As for scalability, well, good luck. I think everyone is aware of the current limits of Second Life. But in truth, many of the choices they made gave them more scalability than is apparent — especially if the world is completely modifiable, streamed just-in-time-to-see, and physically simulated to the Nth degree. Drop any of those requirements and scalability becomes much easier. And so, with the next generation of really big (some might say, Ridiculously Multiplayer Online), million-participant worlds, something’s gotta give. Either they’ll throw a mountain of servers at the problem, or they’ll simplify the interactions or remove some key assumptions necessary for true user-generated content and a living marketplace of designs. And I guess I’d point out that There already took that approach and now they’re called something else.

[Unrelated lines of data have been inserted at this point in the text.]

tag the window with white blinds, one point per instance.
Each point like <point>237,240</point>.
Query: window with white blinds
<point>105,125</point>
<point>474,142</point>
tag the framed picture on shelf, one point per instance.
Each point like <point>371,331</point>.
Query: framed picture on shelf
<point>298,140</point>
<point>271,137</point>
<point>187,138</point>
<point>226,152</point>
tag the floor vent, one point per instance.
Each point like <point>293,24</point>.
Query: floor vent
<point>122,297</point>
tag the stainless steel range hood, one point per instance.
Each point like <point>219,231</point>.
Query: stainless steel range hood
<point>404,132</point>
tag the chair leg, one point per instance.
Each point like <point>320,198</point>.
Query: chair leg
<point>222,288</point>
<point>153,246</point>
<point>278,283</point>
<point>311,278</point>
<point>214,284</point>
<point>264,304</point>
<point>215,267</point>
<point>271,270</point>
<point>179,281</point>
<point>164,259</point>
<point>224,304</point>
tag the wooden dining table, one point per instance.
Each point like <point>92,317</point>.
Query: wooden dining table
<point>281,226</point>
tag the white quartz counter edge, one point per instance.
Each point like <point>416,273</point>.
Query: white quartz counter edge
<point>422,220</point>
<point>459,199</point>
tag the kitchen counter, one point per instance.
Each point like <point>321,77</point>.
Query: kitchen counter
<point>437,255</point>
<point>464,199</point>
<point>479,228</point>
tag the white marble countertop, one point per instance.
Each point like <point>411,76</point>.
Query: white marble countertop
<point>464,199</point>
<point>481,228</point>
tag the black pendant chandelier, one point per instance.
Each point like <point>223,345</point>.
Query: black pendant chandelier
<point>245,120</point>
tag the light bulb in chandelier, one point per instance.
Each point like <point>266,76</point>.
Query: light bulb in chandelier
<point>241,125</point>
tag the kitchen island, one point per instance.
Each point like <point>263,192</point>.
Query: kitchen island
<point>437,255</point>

The best newcomers will combine more than one or two of those categories. Those are the ones to watch. Because the way this is likely to play out is that the companies with the most money and users (FaceBook, MySpace, Google) will attempt to acquire the best new chess pieces individually, and then hire some genius to try and make it all work together. The most successful new company, however, the one that can rival or supplant any of those current leaders, is the one to tackle all of the above challenges and make it work.
The race is on, because Virtual Worlds already went through one big bubble in the 90s. How long do this crop of companies have to prove themselves worthy? It’s variable, perhaps another year or two. But once a significant number begin to run out of funds without showing profit, that’s when investors start getting nervous and pushing for a way out, even at pennies on the dollar.